We’ve all heard the stories about Steve Jobs, Bill Gates, Richard Branson and countless others who took major chances, risking everything they had on their ideas. But before they believed in their ideas, they believed in themselves enough to give them the time to grow those ideas.
Our beliefs are largely formed by our parents
Truth be told a lot of our beliefs are formed by our parents while we’re growing up. Time-worn ideas are passed down for generations as ‘THE way’ to do things. We soak up these beliefs, good or bad, and before we know it things like ‘money doesn’t grow on trees’ and ‘a bird in the hand is worth two in the bush’ are ingrained, firmly held beliefs guiding our own thoughts and actions, narrowing our field of possibilities in the process. I would go so far as to say it’s probably the main reason it’s so challenging to break out of the mould. Some are fortunate enough to have parents who are coming from an entrepreneurial mindset.

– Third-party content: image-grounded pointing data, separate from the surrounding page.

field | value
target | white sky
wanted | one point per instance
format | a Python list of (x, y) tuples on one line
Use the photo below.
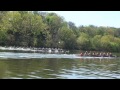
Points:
[(97, 18)]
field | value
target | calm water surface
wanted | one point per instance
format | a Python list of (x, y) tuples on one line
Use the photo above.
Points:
[(56, 66)]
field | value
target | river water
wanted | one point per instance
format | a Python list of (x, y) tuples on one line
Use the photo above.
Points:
[(19, 65)]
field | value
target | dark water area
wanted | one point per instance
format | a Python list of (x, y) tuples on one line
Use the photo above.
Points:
[(56, 66)]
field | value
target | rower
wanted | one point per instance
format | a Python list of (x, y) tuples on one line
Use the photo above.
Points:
[(81, 54)]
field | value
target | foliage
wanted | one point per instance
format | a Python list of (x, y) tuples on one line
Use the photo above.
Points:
[(42, 29)]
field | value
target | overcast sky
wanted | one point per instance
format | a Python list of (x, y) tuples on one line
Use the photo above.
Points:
[(97, 18)]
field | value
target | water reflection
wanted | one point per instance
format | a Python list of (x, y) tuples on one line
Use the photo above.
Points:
[(54, 68)]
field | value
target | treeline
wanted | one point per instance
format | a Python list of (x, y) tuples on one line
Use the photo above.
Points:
[(42, 29)]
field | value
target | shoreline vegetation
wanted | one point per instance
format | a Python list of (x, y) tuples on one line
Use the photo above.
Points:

Meaning, they question everything and realise that the world is constantly changing, as are we if we’re growing and evolving. These types of people encourage us to think outside of what is currently being perceived as great to step into curiosity surrounding where present greatness might be heading in the future. This kind of thinking absolutely demands a belief in oneself to keep the passion and drive flowing when obstacles arise, as they most definitely will. Moreover, in order to have a vision of something that doesn’t currently exist, bring it to life and then sell it, you need to be able to convince others of not only why it’s necessary, but why people will want to change their current modus operandi in order to integrate it into their daily lives.
Security, the number one priority
For most people, security is the number one priority in life. I would say most would define security as the following and in this order of importance: financial stability, properties and/or investments, and a ‘known’ environment and consistency in life — things you can count on. For entrepreneurs, while these things are nice, they aren’t drivers.
In fact they are probably the antithesis of what innovators are focused on, those things being: changing the world for the better, solving problems through ideas, putting themselves on the line, doing whatever it takes to prove what they know to be true. All of these things involve tremendous risk, but also provide the greatest rewards. The money and success is icing. Entrepreneurs have accepted the transient nature of life and culture. Not only does it not bother them, they thrive on riding the wave of it, weaving and bobbing through uncertainty’s crests and swells.
The bottom line is, if you don’t believe in yourself enough to invest in your ideas, why should anyone else? If you don’t care enough about something to dive in heart and soul of your own volition, someone offering you money to do it isn’t going to produce the passion in you that creates a masterpiece. At the end of our lives, it’s the difference we’ve made, not the things we own that matters most. We will never be able to make a difference in the world if we’re playing it safe and waiting for others to provide us with a net before we leap. Those who’ve risked greatly know that the net usually doesn’t appear until you’re just about to hit the ground. Most importantly, when you invest in yourself you develop something far greater than just the courage it takes to do so. You develop self-respect. Succeed or fail, that’s something no one can ever take away.